Литература и революция. Печатается по изд. 1923 г.
Шрифт:
«150.000.000» должно было быть поэмою революции. Но этого нет. В большом по замыслу произведении слабые стороны футуризма и его провалы настолько велики, что пожирают целое. Автор хотел дать эпос массовых страданий, массового героизма, безличной революции 150-миллионного Ивана. И автор не подписался: «Этой моей поэмы никто не сочинитель». Но эта условная, титулярная безличность ничего не меняет: поэма глубоко личная, индивидуалистическая и притом преимущественно в худом смысле: в ней слишком много немотивированного художественного произвола. Образы поэмы: «Вильсон, заплывший в сале», «В Чикаго у каждого жителя не менее генеральского чин», «Жрет Вильсон, наращивает жир, растут животы за этажем этажи» — и все в таком же роде. Эти образы простоваты и грубоваты, но это вовсе не массовые, не народные образы, во всяком случае не нынешней массы.

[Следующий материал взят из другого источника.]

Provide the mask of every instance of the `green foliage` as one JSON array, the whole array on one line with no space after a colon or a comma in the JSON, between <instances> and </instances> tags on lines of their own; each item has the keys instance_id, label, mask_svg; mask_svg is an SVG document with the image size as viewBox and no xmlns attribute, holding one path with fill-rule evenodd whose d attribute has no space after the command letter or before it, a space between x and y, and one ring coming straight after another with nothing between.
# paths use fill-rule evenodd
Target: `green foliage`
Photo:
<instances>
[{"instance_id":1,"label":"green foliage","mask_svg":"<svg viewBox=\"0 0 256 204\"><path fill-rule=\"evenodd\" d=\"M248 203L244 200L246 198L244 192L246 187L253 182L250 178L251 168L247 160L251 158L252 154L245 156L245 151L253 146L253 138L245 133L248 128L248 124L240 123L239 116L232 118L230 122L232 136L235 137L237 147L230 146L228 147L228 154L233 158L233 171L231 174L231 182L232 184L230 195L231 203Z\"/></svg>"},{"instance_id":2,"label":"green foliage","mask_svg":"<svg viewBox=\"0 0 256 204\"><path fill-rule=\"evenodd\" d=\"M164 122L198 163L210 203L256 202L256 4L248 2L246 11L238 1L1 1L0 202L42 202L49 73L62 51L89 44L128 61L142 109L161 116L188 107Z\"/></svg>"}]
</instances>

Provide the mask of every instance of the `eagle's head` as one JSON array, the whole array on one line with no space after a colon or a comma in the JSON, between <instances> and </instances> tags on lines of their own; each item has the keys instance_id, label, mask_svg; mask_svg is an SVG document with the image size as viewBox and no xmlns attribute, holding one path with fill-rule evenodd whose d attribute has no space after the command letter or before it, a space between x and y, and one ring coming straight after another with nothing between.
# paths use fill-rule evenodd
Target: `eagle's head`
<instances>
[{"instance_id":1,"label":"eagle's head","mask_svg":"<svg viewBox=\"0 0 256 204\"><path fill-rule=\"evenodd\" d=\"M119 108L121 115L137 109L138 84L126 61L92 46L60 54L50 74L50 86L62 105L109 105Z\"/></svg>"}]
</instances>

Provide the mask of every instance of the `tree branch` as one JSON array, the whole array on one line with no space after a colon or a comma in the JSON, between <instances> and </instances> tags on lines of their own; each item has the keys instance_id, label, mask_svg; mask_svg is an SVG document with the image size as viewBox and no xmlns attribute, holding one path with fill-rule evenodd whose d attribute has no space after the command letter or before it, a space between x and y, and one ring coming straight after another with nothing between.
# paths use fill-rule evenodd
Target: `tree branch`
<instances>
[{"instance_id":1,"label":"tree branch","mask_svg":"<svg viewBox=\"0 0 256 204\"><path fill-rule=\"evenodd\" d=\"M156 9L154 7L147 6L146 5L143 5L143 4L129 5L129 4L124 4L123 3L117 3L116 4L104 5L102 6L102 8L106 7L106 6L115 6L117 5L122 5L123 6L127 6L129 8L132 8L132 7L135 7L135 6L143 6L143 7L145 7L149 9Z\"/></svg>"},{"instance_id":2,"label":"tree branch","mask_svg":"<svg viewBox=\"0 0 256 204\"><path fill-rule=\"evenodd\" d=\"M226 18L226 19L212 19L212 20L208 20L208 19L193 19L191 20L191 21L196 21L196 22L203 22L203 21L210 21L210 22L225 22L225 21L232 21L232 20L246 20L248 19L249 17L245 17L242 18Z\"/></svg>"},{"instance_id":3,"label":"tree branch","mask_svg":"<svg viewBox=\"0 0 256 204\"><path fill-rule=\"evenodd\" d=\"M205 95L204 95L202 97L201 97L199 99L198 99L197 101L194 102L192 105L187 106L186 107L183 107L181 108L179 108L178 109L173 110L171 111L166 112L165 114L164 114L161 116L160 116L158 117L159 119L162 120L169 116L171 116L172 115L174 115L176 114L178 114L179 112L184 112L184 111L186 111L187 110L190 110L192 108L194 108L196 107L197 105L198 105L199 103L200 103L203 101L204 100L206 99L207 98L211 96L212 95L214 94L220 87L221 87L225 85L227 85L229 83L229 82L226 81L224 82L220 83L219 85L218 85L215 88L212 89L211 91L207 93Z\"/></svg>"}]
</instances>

Вильсона рабочий — тот, который станет читать поэму Маяковского — видал на снимке: Вильсон худощав, хотя, охотно верим, поглощает достаточное количество белков и жиров. Рабочий читал Синклера и знает, что в Чикаго кроме «генералов» есть еще рабочие боен. В немотивированно примитивных образах, несмотря на громыхающий гиперболизм, слышится даже присюсюкивание, то самое, каким иные взрослые говорят с детьми. Не простота валовой, оптовой народной фантазии глядит на нас из этих образов, а богемская дурачливость. У Вильсона лестница — «коль пешком пойдешь— или молодой, да и то дойдешь ли старый!» Иван наступает на Вильсона, происходит «чемпионат (!) всемирной классовой борьбы», причем у Вильсона «револьверы в четыре курка, сабля в семьдесят лезвий гнута», а у Ивана
Немотивированные, т. е. внутренне не проработанные, образы пожирают идею без остатка и компрометируют ее, художественно и политически. Почему это Иван держит одну руку за поясом — против сабель и револьверов? Откуда такое презрение к технике? Что Иван вооружением слабее Вильсона, это верно. Но именно поэтому ему приходится действовать обеими руками. И если он не падает все же пораженным, то благодаря тому, что в Чикаго есть не только генералы, но и рабочие и что значительная часть их — против Вильсона, за Ивана. Вот этого-то в поэме и не видать. Гоняясь за мнимой монументальностью образа, автор отсекает то, в чем заключается суть.
Наскоро и мимоходом, опять-таки немотивированно, автор раскалывает все мироздание на два класса: с одной стороны, плавающий в жире Вильсон, — с ним горностаи и бобры, крупные небесные светила, а с другой — Иван, с ним блузы и миллионы млечного пути. «К бобрам — декадентов всемирных строчки, к блузам — футуристов железные строки». Но в самой поэме хотя и немало сильных и метких строк, ярких образов и всякого вообще словесного богатства, но подлинно железных строк для блузников нет. Не хватает таланта? Нет. Не хватает нервами и мозгом проработанного образа революции, которому были бы подчинены приемы словесного мастерства. Автор атлетствует, подхватывая и пошвыривая то один образ, то другой. «Мы тебя доканаем, мир романтик!» — грозит Маяковский. Правильно. С обломовской и каратаевской романтикой надо кончать. Но как? «Стар — убивать, на пепельницы черепа!» Да ведь это же есть самая настоящая романтика, хотя бы и со знаком минус! Пепельницы из черепов и неудобны и негигиеничны. Да и свирепость все-таки… немотивированная. Давая черепным костям столь несвойственное употребление, поэт сам как бы опутан романтикой, во всяком случае не проработал еще своих образов, не свел их к единству. «Всех миров богатство прикарманьте!» Этим фамильярным тоном Маяковский говорит о социализме. Прикарманить — значит воровски сунуть в карман. Подходит ли это слово, когда дело идет об общественном присвоении земли и заводов? Убийственно не подходит. Автору эта вульгарность нужна, чтобы быть с социализмом и с революцией запанибрата. Но когда он фамильярно дает 150-миллионному Ивану «под микитки», то в результате не поэт вырастает до титанических размеров, а Иван сокращается до восьмой доли листа. Фамильярность вовсе не является выражением внутренней близости, нередко она является просто признаком политической или нравственной неряшливости. Внутренне проработанная связь с революцией исключала бы фамильярный тон, выдвинув то, что немцы называют: пафос дистанции.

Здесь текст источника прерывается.